Govt, banks devise new plan to revive stressed assets

The Government of India and banks, on Monday, came up with a new strategy to revive stressed assets outside the Insolvency and Bankruptcy Code (IBC).

The Government of India and banks, on Monday, came up with a new strategy to revive stressed assets outside the Insolvency and Bankruptcy Code (IBC).
 
It includes mechanisms like asset management companies (AMCs) and investment funds to help banks create better value, besides cleaning up their books to enable further lending.
 
Under the plan, about Rs 50 crore will be given to small and medium enterprises and Rs 500 crore in the mid-segment loans, said a TOI report. 
 
A special focus will be on loans of over Rs 500 crore, and the plan is to use independent AMCs.
 
These AMCs could be created by banks and other investors to manage assets acquired by the asset reconstruction companies (ARCs) to nurse them back to health and generate value when the market improves.
 
In another report, State Bank of India (SBI) is working on a major debt restructuring and takeover plan for stressed power assets.
 
The move is aimed at upgrading valuations and attract new owners with incentives and also a quick resolution process.
 
According to an ET report, the lender will hold a meeting with all power plant lenders in Mumbai on Wednesday.
 
The discussion will be around creating a proposal that has a direct bearing on loans adding up to Rs 1.77 lakh crore in 75,000 MW stressed capacity. 
 
The country's largest bank has also appealed to the power ministry to waive transmission penalties and grant early regulatory approvals to help new promoters, a senior government official told ET.
 
The bank is of the view that the debt of the stressed assets be rated by credit rating agencies.
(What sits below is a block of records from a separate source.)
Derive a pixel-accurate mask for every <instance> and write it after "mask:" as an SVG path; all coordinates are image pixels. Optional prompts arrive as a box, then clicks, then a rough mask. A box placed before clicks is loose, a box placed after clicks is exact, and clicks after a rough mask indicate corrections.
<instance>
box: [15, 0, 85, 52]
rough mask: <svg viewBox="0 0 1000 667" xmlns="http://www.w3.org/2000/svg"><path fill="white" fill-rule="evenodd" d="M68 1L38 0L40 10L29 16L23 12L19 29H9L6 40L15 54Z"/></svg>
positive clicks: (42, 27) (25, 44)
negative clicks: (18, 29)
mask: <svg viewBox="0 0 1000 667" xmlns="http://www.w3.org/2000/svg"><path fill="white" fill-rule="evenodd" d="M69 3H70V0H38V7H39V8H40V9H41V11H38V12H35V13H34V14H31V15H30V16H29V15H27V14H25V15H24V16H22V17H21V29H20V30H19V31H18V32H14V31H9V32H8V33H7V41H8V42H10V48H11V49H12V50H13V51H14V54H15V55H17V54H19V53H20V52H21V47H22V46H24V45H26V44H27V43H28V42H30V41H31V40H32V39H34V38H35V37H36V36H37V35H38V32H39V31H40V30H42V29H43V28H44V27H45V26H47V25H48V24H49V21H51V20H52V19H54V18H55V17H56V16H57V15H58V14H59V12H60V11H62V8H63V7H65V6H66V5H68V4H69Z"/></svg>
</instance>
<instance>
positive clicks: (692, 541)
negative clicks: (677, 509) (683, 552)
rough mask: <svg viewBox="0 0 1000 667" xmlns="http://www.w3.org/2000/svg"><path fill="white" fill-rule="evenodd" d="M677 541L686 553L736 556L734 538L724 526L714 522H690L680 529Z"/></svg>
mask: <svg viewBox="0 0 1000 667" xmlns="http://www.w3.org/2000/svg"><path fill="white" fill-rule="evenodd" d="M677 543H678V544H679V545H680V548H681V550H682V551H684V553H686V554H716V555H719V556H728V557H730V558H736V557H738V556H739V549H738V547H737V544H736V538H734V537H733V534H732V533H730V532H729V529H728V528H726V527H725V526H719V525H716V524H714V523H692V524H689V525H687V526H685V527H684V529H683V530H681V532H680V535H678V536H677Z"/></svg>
The plants will then be valued as per ratings at a sustainable debt portion, a banking official said. 
 
The gross non-performing assets (NPAs) was Rs 8.99 lakh crore as of December 2017. Around 85 per cent of these bad loans were with the state-owned banks.
 
The Reserve Bank of India has already warned that the bad loans could rise further over the coming quarters. The gross NPA ratio of scheduled commercial banks could rise to 12.2 per cent by March 2019 from 11.6 per cent in March 2018, said the RBI.